Lesson Helps

Young Men Lesson 28: Withstanding Temptation

Manual 3; Supplement from "Moral Discipline" by D. Todd Christofferson

Discussion Questions:

  • How does Satan disguise temptations to trick and tempt you to break a commandment or to lower your standards?
  • What have you done to resist temptation successfully?
  • What are the advantages of deciding ahead of time how you will react when faced with temptation?

Excerpt from "Moral Discipline" by D. Todd Christofferson:

I can share with you a simple example from my own life of what parents can do. When I was about five or six years old, I lived across the street from a small grocery store. One day two other boys invited me to go with them to the store. As we stood coveting the candy for sale there, the older boy grabbed a candy bar and slipped it into his pocket. He urged the other boy and me to do the same, and after some hesitation we did. Then we quickly left the store and ran off in separate directions. I found a hiding place at home and tore off the candy wrapper. My mother discovered me with the chocolate evidence smeared on my face and escorted me back to the grocery store. As we crossed the street, I was sure I was facing life imprisonment. With sobs and tears, I apologized to the owner and paid him for the candy bar with a dime that my mother had loaned me (which I had to earn later). My mother’s love and discipline put an abrupt and early end to my life of crime.
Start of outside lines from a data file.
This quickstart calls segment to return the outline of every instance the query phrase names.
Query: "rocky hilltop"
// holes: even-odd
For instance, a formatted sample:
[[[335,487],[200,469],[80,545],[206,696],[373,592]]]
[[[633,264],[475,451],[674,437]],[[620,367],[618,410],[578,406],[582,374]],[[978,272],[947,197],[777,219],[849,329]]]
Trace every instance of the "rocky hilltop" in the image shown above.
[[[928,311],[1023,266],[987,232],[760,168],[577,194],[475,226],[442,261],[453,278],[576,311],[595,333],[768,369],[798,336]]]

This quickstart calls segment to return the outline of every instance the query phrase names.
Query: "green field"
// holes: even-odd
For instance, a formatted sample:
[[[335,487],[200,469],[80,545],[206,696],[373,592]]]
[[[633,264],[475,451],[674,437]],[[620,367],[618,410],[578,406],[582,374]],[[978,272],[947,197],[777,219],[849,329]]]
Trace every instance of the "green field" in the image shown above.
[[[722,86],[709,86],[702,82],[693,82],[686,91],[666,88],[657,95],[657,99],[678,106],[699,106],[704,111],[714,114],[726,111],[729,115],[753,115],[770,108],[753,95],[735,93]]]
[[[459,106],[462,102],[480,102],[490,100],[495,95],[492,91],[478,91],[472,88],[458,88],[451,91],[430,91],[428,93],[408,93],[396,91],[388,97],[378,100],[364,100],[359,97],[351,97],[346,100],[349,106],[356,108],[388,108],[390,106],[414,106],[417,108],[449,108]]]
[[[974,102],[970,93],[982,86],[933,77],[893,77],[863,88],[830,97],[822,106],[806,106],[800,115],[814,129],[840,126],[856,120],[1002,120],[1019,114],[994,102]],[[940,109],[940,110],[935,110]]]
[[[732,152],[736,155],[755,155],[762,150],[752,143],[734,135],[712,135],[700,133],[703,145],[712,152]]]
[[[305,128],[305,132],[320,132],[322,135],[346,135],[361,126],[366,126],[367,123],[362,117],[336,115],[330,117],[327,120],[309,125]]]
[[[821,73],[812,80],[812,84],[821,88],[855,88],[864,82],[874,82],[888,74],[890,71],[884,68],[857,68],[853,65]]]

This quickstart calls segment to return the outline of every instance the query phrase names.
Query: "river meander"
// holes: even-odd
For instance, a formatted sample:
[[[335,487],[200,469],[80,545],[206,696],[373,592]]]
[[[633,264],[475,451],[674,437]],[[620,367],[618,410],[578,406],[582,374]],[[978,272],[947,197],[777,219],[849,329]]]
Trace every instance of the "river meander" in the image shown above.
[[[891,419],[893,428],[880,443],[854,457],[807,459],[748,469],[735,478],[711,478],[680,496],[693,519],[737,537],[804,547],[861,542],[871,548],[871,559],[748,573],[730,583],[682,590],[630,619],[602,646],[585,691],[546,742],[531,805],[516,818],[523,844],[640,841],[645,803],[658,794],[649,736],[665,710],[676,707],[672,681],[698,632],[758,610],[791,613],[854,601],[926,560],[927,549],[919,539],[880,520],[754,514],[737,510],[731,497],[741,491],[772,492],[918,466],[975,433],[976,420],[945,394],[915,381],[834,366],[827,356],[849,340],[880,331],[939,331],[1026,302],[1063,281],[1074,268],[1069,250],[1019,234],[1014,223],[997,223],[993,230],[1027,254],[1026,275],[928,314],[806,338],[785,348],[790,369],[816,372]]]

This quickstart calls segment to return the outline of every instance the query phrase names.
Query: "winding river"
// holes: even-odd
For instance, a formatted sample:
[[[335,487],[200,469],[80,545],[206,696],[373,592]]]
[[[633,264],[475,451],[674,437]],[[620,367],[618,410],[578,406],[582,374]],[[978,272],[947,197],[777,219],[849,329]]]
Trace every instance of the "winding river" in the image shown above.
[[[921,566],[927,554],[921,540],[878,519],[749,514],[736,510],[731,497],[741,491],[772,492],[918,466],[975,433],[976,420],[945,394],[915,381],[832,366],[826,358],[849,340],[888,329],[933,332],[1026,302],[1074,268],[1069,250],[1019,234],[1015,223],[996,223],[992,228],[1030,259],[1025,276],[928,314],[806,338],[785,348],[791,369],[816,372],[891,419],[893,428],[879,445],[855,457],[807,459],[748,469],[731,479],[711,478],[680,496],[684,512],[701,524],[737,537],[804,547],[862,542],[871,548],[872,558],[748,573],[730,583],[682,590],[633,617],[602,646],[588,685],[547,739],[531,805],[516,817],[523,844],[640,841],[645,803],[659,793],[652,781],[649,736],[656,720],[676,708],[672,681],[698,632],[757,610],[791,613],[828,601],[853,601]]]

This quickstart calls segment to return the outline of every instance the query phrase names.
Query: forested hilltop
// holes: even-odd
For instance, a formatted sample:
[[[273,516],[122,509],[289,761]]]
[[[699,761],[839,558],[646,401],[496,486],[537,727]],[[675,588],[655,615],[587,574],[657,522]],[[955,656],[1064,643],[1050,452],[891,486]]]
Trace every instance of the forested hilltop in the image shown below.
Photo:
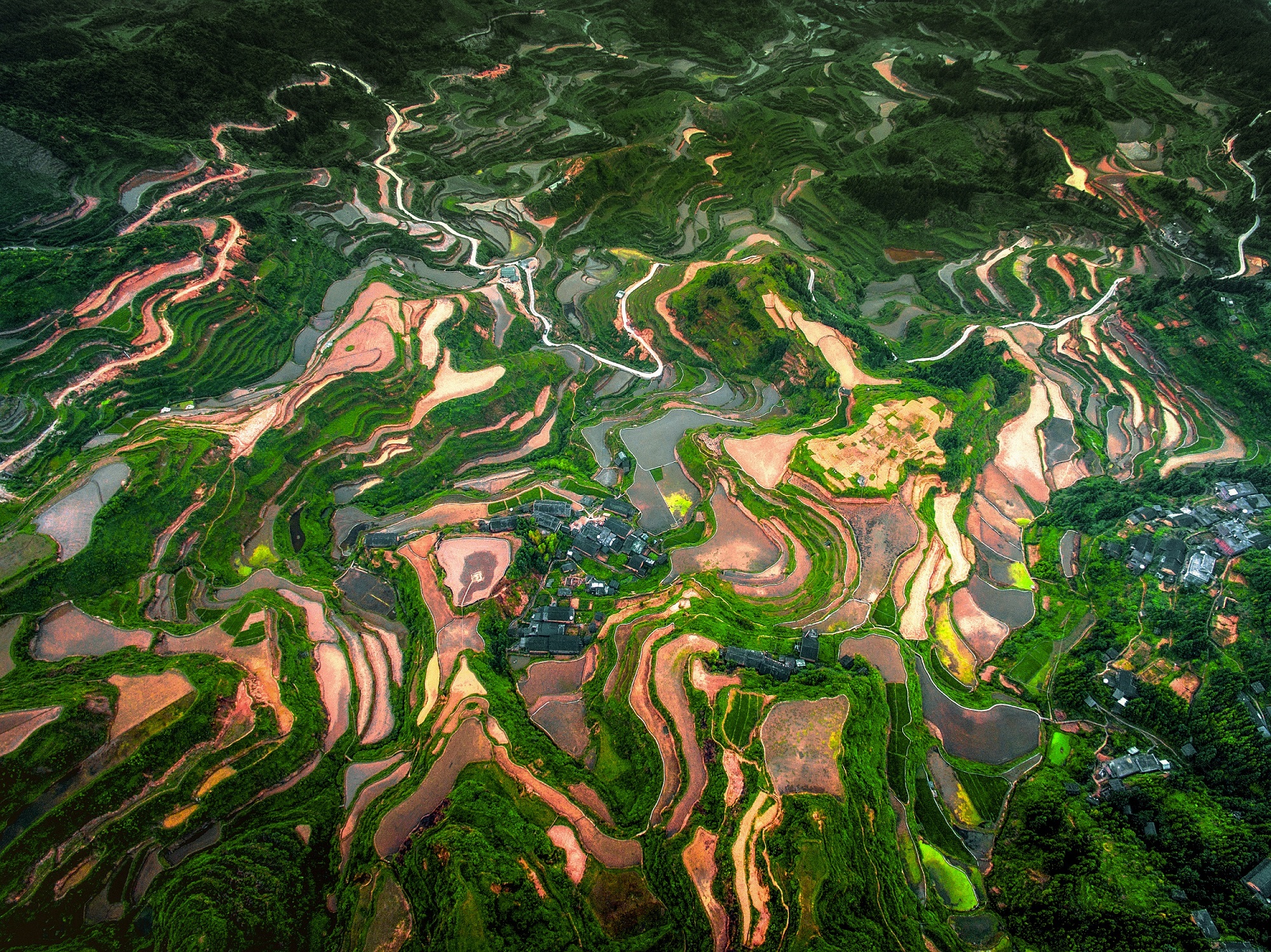
[[[8,4],[0,934],[1271,947],[1271,14]]]

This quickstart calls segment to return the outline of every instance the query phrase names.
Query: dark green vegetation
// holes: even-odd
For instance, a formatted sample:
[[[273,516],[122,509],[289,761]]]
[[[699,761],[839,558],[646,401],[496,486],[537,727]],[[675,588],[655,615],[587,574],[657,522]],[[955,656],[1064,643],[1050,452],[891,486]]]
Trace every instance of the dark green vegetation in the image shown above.
[[[974,913],[999,952],[1199,952],[1199,908],[1271,941],[1243,885],[1271,854],[1271,555],[1186,587],[1107,548],[1195,550],[1213,527],[1127,513],[1214,506],[1216,479],[1271,491],[1265,5],[3,14],[3,944],[707,952],[685,864],[705,834],[731,948],[963,952],[951,915]],[[744,465],[718,442],[742,432],[722,417],[844,449],[920,398],[943,460],[906,455],[891,489],[934,484],[881,525],[860,513],[888,491],[831,498],[806,444],[782,475],[777,450]],[[619,466],[624,427],[672,407],[718,417]],[[1024,413],[1037,432],[1007,428]],[[122,488],[76,513],[117,463]],[[581,497],[562,524],[527,508]],[[924,553],[890,548],[909,519],[949,544],[937,498],[971,571],[1033,580],[969,685],[911,627],[963,582],[942,567],[923,591]],[[644,540],[571,549],[585,511],[671,527],[646,566]],[[438,544],[507,513],[506,573],[483,553],[445,577]],[[777,568],[735,564],[758,533]],[[714,567],[672,577],[699,545]],[[550,602],[581,638],[558,653],[588,660],[522,681]],[[907,683],[836,663],[868,624],[906,633]],[[819,661],[788,680],[710,644],[788,657],[805,625]],[[690,634],[675,684],[660,651]],[[735,676],[713,705],[703,675]],[[1037,711],[1045,742],[961,760],[923,684],[1026,707],[1028,733]],[[733,845],[791,769],[758,728],[839,695],[836,763],[750,815],[769,896],[744,935]],[[1130,747],[1168,775],[1092,779]],[[951,821],[929,755],[972,819]]]

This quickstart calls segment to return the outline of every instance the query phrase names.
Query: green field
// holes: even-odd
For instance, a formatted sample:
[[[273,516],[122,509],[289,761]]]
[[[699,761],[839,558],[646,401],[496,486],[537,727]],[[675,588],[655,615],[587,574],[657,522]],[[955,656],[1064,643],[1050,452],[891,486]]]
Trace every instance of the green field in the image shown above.
[[[751,691],[730,690],[723,716],[723,736],[738,750],[750,746],[750,735],[759,726],[764,699]]]
[[[904,684],[888,684],[887,711],[891,716],[891,731],[887,735],[887,784],[900,798],[901,803],[909,802],[909,785],[905,782],[905,765],[909,760],[909,737],[905,727],[913,721],[909,708],[909,686]]]
[[[980,905],[975,886],[965,872],[949,863],[944,854],[929,843],[919,843],[923,852],[923,867],[929,881],[935,885],[939,896],[957,913],[967,913]]]

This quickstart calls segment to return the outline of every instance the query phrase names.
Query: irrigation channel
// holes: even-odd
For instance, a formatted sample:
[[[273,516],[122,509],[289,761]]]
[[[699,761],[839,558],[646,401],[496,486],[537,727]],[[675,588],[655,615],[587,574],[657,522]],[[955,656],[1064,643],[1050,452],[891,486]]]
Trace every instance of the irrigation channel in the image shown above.
[[[1054,324],[1042,324],[1042,323],[1040,323],[1037,320],[1016,320],[1016,322],[1013,322],[1010,324],[1003,324],[1002,327],[1003,328],[1036,327],[1036,328],[1041,328],[1042,330],[1057,330],[1059,328],[1064,327],[1064,324],[1068,324],[1068,323],[1070,323],[1073,320],[1078,320],[1079,318],[1088,318],[1092,314],[1096,314],[1097,311],[1099,311],[1102,308],[1104,308],[1107,305],[1107,303],[1112,300],[1112,295],[1116,294],[1116,290],[1121,286],[1122,281],[1125,281],[1125,277],[1118,277],[1116,281],[1113,281],[1112,282],[1112,287],[1110,287],[1107,291],[1104,291],[1103,296],[1099,297],[1099,300],[1097,300],[1092,306],[1089,306],[1085,310],[1083,310],[1080,314],[1069,314],[1066,318],[1060,318]],[[979,329],[980,329],[979,324],[969,324],[962,330],[962,336],[957,341],[955,341],[952,344],[949,344],[943,351],[941,351],[939,353],[937,353],[934,357],[911,357],[906,362],[907,364],[927,364],[928,361],[944,360],[951,353],[953,353],[953,351],[956,351],[958,347],[961,347],[962,344],[965,344],[966,339],[971,334],[974,334],[976,330],[979,330]]]
[[[357,83],[358,85],[361,85],[362,89],[366,90],[367,95],[375,95],[374,88],[366,80],[364,80],[356,72],[352,72],[351,70],[346,70],[343,66],[336,66],[334,64],[322,62],[322,61],[319,61],[319,62],[311,62],[309,65],[313,66],[313,67],[315,67],[315,69],[316,67],[325,67],[325,69],[332,69],[332,70],[339,70],[341,72],[343,72],[344,75],[347,75],[350,79],[352,79],[355,83]],[[501,263],[482,264],[479,261],[477,261],[477,247],[479,244],[479,239],[473,238],[472,235],[464,234],[463,231],[459,231],[459,230],[451,228],[445,221],[435,221],[432,219],[421,219],[418,215],[416,215],[413,211],[411,211],[407,207],[405,200],[403,197],[403,192],[405,189],[405,182],[388,164],[388,160],[391,156],[397,155],[398,151],[399,151],[399,146],[398,146],[398,142],[397,142],[397,136],[398,136],[398,132],[402,131],[402,127],[405,126],[407,119],[398,111],[398,108],[393,103],[388,102],[386,99],[380,99],[380,102],[389,108],[389,113],[393,117],[393,123],[388,127],[388,131],[385,133],[385,149],[384,149],[384,151],[375,159],[375,161],[371,163],[371,165],[374,165],[376,169],[379,169],[380,172],[383,172],[384,174],[389,175],[393,179],[393,182],[395,184],[394,197],[397,200],[398,211],[400,211],[402,215],[404,215],[405,217],[411,219],[412,221],[417,221],[421,225],[431,225],[432,228],[436,228],[436,229],[440,229],[440,230],[445,231],[447,235],[455,238],[456,240],[466,241],[468,243],[468,261],[465,262],[465,264],[468,264],[469,267],[477,268],[478,271],[483,271],[483,272],[497,271],[502,266]],[[533,268],[530,267],[531,263],[534,264]],[[647,350],[652,355],[653,361],[657,364],[657,369],[656,370],[636,370],[634,367],[628,367],[625,364],[619,364],[618,361],[609,360],[608,357],[601,357],[599,353],[588,351],[586,347],[582,347],[581,344],[576,344],[576,343],[572,343],[572,342],[557,342],[557,341],[553,341],[552,339],[552,322],[548,319],[548,316],[545,314],[540,314],[539,310],[538,310],[538,308],[536,308],[538,299],[536,299],[536,295],[534,292],[534,271],[538,269],[538,259],[533,258],[533,257],[530,257],[530,258],[522,258],[522,259],[517,261],[516,264],[520,266],[521,272],[525,275],[526,304],[527,304],[529,311],[535,318],[538,318],[539,320],[543,322],[543,328],[544,328],[543,329],[543,344],[545,347],[573,347],[573,348],[576,348],[578,351],[582,351],[583,353],[586,353],[588,357],[591,357],[592,360],[595,360],[599,364],[604,364],[605,366],[610,366],[610,367],[615,367],[616,370],[625,371],[625,372],[628,372],[628,374],[630,374],[633,376],[641,377],[642,380],[656,380],[657,377],[662,376],[662,372],[665,370],[665,365],[662,364],[662,357],[657,353],[657,351],[653,350],[653,347],[649,343],[647,343],[644,341],[644,338],[642,338],[639,334],[636,333],[636,328],[632,327],[630,318],[627,314],[627,299],[634,291],[637,291],[639,287],[642,287],[647,281],[649,281],[649,278],[653,277],[653,275],[657,272],[657,269],[660,267],[662,267],[662,262],[653,262],[652,267],[648,269],[648,273],[644,277],[642,277],[639,281],[637,281],[636,283],[630,285],[625,291],[622,292],[622,297],[619,299],[619,303],[618,303],[618,309],[619,309],[619,313],[622,314],[622,319],[623,319],[623,329],[627,332],[627,334],[633,341],[636,341],[636,343],[639,347]]]

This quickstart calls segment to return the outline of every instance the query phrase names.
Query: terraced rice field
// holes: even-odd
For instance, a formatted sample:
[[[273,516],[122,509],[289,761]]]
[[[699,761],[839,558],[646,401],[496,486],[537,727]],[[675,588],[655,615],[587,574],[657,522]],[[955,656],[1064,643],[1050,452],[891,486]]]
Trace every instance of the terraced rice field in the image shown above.
[[[994,704],[986,711],[965,708],[942,691],[921,658],[915,662],[923,689],[923,717],[944,749],[981,764],[1009,764],[1036,750],[1041,718],[1036,711]]]
[[[778,793],[843,796],[839,754],[849,704],[843,695],[774,704],[759,728],[764,764]]]

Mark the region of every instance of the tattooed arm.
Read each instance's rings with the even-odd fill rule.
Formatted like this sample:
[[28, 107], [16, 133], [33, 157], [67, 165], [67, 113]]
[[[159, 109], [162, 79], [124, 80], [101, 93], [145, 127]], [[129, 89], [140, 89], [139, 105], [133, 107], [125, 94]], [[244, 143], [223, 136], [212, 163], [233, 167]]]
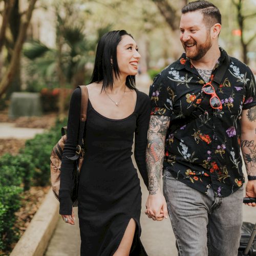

All of us experience temptations. So did the Savior, but He “gave no heed unto them” (D&C 20:22). Similarly, we do not have to yield simply because a temptation surfaces. We may want to, but we don’t have to. An incredulous female friend asked a young adult woman, committed to living the law of chastity, how it was possible that she had never “slept with anybody.” “Don’t you want to?” the friend asked. The young woman thought: “The question intrigued me, because it was so utterly beside the point. … Mere wanting is hardly a proper guide for moral conduct.” 7

In some cases, temptation may have the added force of potential or actual addiction. I am grateful that for an increasing number of people the Church can provide therapeutic help of various kinds to aid them in avoiding or coping with addictions. Even so, while therapy can support a person’s will, it cannot substitute for it. Always and ever, there must be an exercise of discipline—moral discipline founded on faith in God the Father and the Son and what They can achieve with us through the atoning grace of Jesus Christ. In Peter’s words, “The Lord knoweth how to deliver the godly out of temptations” (2 Peter 2:9).